The problems I had while coordinating my landings at the beginning were the same as the problems I had during early hang glider landings. I initiated the landing too early and too slowly, so the flow on the wings separated slowly but massively. As separated flow is never steady nor two-dimensional, one wing starts sinking earlier than the other and generates more drag at the same time. This is what makes you turn at the end of your flight in such a situation just as well with Lilienthal’s glider as with any other. The trick of landing the Lilienthal glider well is doing this maneuver a little later and a bit more consistently, so the stall occurs dynamically, and the dynamic stall vortices along the leading edges of the wings force the flow into a two-dimensional condition, while creating a short lift overshoot and an additional pitch-up moment. When I finally managed to fly nicely and steadily for up to 70+ meters and to coordinate gentle straight landings, I knew this glider design was and still is just wonderful.

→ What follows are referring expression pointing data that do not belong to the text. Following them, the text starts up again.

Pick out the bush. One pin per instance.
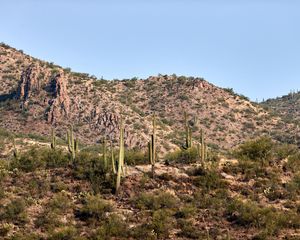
(209, 180)
(162, 223)
(183, 156)
(14, 212)
(94, 209)
(136, 157)
(64, 233)
(249, 214)
(37, 158)
(259, 150)
(155, 201)
(114, 227)
(293, 163)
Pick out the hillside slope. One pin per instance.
(37, 95)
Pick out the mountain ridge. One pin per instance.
(94, 106)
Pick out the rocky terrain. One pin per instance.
(37, 95)
(288, 107)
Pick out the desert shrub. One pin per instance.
(90, 167)
(186, 211)
(55, 158)
(25, 236)
(53, 211)
(64, 233)
(29, 161)
(155, 201)
(143, 231)
(283, 151)
(249, 214)
(113, 227)
(162, 223)
(188, 230)
(259, 150)
(94, 209)
(209, 180)
(37, 158)
(293, 163)
(136, 157)
(60, 203)
(14, 212)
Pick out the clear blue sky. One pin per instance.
(252, 46)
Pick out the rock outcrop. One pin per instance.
(59, 104)
(29, 83)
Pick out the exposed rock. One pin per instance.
(59, 105)
(28, 84)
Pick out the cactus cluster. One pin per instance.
(72, 144)
(120, 170)
(15, 150)
(188, 133)
(152, 146)
(202, 149)
(53, 140)
(104, 154)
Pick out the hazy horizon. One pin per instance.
(251, 47)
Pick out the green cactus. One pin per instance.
(188, 133)
(113, 165)
(53, 139)
(105, 153)
(152, 146)
(121, 156)
(203, 149)
(72, 144)
(15, 150)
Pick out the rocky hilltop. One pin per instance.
(36, 96)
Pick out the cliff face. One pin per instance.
(47, 95)
(59, 104)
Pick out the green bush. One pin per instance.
(64, 233)
(94, 209)
(293, 163)
(162, 223)
(259, 150)
(209, 180)
(136, 157)
(14, 212)
(113, 227)
(249, 214)
(39, 158)
(183, 156)
(155, 201)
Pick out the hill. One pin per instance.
(38, 95)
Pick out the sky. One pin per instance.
(252, 46)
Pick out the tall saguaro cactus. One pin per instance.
(202, 149)
(72, 144)
(105, 153)
(121, 156)
(188, 133)
(152, 146)
(15, 150)
(53, 139)
(113, 165)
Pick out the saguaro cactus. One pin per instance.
(53, 139)
(15, 150)
(188, 133)
(152, 146)
(72, 143)
(105, 153)
(121, 156)
(113, 165)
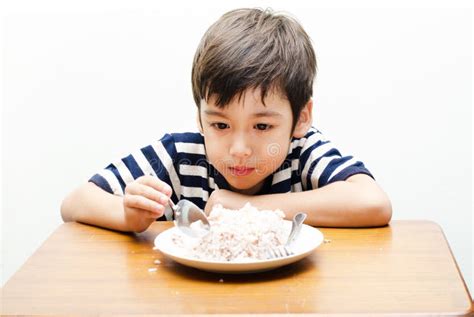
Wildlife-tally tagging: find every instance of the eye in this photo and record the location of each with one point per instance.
(220, 126)
(263, 126)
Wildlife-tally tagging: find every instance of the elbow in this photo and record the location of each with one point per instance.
(64, 214)
(66, 208)
(381, 211)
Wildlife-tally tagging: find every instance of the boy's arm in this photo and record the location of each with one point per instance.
(356, 202)
(144, 201)
(92, 205)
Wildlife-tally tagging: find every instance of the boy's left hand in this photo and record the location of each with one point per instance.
(227, 199)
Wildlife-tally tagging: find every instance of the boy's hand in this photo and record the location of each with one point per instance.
(227, 199)
(144, 201)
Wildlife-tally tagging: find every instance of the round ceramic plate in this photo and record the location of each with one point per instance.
(308, 240)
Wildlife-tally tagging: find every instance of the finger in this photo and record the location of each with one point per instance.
(140, 202)
(156, 183)
(146, 191)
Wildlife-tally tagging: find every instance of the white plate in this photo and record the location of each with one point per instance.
(308, 240)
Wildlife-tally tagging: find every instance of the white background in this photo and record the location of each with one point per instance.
(89, 81)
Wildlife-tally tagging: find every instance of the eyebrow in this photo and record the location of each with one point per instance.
(267, 113)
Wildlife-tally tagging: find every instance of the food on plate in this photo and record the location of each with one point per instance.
(241, 235)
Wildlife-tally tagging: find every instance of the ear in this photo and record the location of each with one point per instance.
(304, 121)
(198, 120)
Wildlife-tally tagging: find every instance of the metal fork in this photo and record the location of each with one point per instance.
(285, 250)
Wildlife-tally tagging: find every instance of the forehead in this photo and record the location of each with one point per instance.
(250, 101)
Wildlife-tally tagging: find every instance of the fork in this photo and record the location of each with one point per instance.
(285, 250)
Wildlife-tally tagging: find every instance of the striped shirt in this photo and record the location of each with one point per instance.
(179, 159)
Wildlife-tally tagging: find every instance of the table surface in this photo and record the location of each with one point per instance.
(405, 268)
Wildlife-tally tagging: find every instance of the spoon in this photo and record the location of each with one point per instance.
(185, 214)
(296, 225)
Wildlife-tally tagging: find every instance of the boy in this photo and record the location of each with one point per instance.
(252, 81)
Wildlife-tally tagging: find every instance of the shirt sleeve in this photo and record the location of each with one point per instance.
(321, 163)
(156, 159)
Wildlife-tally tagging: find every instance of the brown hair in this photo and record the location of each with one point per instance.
(254, 48)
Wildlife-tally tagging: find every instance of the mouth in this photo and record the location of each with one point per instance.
(241, 170)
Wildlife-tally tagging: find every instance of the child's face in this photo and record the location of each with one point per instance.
(247, 141)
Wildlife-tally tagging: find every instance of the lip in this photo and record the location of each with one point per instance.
(241, 170)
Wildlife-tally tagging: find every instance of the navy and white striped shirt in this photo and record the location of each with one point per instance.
(179, 159)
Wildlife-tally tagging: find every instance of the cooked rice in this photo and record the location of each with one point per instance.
(237, 235)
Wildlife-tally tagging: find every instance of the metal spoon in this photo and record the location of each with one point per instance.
(296, 225)
(185, 214)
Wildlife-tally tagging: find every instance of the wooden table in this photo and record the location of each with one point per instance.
(406, 268)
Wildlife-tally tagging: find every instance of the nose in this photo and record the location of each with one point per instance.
(240, 147)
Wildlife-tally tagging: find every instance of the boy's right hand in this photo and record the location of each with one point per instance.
(144, 201)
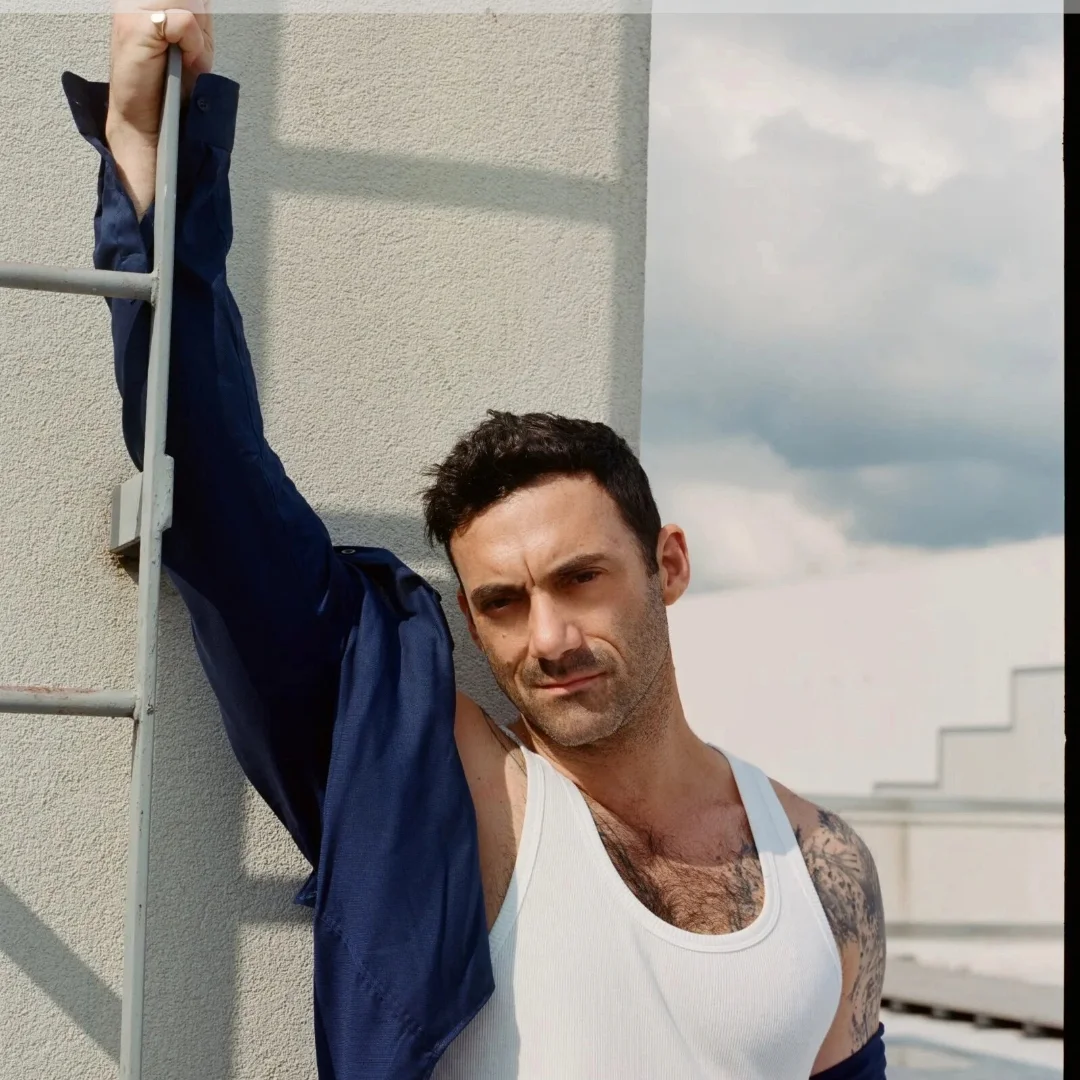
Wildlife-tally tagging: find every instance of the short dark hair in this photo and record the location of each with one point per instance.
(508, 451)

When Lilienthal began his first aerodynamic experiments and bird observations, he lived in a world where even leading scientists did not believed in the possibility of human winged flight. Supported by the new technology that allowed for the addition of photographs to newspapers, he changed everything with this elegant white glider, and motivated other pioneers to start developing powered airplanes. Wilbur Wright wrote about Lilienthal in 1912: “…he was without question the greatest of the precursors, and the world owes him a great debt.”
Lilienthal’s flying machine still radiates joy and admiration when being unfolded and prepared for wonderful controlled straight downhill flights. The highest risk I can see will occur if a flight becomes unsteady. At this point your body, which is attached to the glider only by your elbows and hands, becomes a multi-element pendulum. And multi-element pendulums are good to generate chaos, but no stable conditions in a common sense. The weaker you are, the earlier it happens, but at the end it will happen to anyone who doesn’t know when not to fly.